Merito soprattutto degli investimenti privati, con i proprietari delle società calcistiche che possono migliorare strutture e condizioni di allenamento. Un report della Uefa di settembre 2020 rivelava che in Europa solo in Germania, Ungheria, Spagna e Svizzera l’investimento medio dei club nelle strutture per gli allenamenti supera i 5 milioni di euro. E solo in Svizzera tutti i club della prima divisione hanno collaborazioni in corso con istituti di formazione come le scuole calcio.
Inoltre, si legge ancora nel documento della Uefa, in tutta Europa i club dei massimi campionati investono attualmente un totale di 870 milioni di euro all’anno per la crescita dei giovani. In Svizzera in media ogni club investe 2,7 milioni di euro l’anno.
È uno dei dati più alti del continente: solo Inghilterra (6,1 milioni di euro), Germania (5,3), Francia (4,7), Italia (4,6), Spagna (3,4) e Russia (2,8) fanno di più, ma hanno mercati molto più grandi, esigenze diverse, altre opportunità.

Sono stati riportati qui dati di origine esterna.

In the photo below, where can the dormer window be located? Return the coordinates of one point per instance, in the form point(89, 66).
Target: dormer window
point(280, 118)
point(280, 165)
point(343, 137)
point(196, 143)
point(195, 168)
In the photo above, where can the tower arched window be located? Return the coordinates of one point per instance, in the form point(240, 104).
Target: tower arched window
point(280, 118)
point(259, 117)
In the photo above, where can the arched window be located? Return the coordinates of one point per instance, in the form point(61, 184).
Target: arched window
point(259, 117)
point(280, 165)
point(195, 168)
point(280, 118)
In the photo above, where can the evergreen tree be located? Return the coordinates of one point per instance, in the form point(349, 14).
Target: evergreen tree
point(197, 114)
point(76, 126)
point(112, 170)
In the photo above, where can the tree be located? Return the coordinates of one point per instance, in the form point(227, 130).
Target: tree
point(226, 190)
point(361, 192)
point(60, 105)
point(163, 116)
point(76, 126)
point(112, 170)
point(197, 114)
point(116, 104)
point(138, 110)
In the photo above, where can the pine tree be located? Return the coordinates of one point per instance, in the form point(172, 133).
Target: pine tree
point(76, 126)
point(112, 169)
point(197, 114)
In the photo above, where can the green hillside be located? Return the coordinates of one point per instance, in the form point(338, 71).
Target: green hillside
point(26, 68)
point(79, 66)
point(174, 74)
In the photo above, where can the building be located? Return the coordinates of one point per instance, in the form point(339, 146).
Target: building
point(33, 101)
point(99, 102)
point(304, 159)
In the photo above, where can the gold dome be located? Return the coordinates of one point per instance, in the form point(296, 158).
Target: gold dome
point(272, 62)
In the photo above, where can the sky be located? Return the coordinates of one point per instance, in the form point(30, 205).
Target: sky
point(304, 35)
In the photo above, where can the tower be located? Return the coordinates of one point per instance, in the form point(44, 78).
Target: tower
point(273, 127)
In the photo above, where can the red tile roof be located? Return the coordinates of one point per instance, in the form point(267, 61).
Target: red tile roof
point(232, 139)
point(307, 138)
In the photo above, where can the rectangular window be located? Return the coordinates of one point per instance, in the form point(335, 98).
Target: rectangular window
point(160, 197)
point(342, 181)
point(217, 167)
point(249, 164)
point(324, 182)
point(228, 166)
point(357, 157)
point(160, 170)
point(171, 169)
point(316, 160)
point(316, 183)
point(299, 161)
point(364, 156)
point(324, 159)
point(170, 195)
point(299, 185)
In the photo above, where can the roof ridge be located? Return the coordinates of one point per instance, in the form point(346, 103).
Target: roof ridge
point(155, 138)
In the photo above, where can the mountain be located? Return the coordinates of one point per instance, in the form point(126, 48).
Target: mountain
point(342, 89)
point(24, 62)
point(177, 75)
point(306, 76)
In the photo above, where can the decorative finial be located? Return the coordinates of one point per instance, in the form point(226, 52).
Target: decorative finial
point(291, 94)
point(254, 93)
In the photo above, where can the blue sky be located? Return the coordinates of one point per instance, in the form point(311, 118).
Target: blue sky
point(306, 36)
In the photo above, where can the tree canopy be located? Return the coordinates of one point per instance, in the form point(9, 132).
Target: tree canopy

Il sistema di formazione calcistica in Svizzera è perfettamente funzionale, aiuta i giovani inserendoli in contesti – ambientali, infrastrutturali e culturali – adeguati allo sviluppo del talento, e allo stesso tempo permette ai club di avere un monitoraggio costante del territorio.
È così che la Nazionale riesce a trovare sempre gli elementi giusti per essere competitiva nelle manifestazioni più importanti, nonostante le piccole dimensioni e la popolazione ridotta.
Stasera i rossocrociati affrontano l’Italia dopo il pari di Baku – la Svizzera è di base a Roma, è volata in Azerbaijan per giocare con il Galles e ci tornerà per sfidare la Turchia – sapendo che uscire dal campo a mani vuote significherebbe essere con le spalle al muro in vista della terza partita.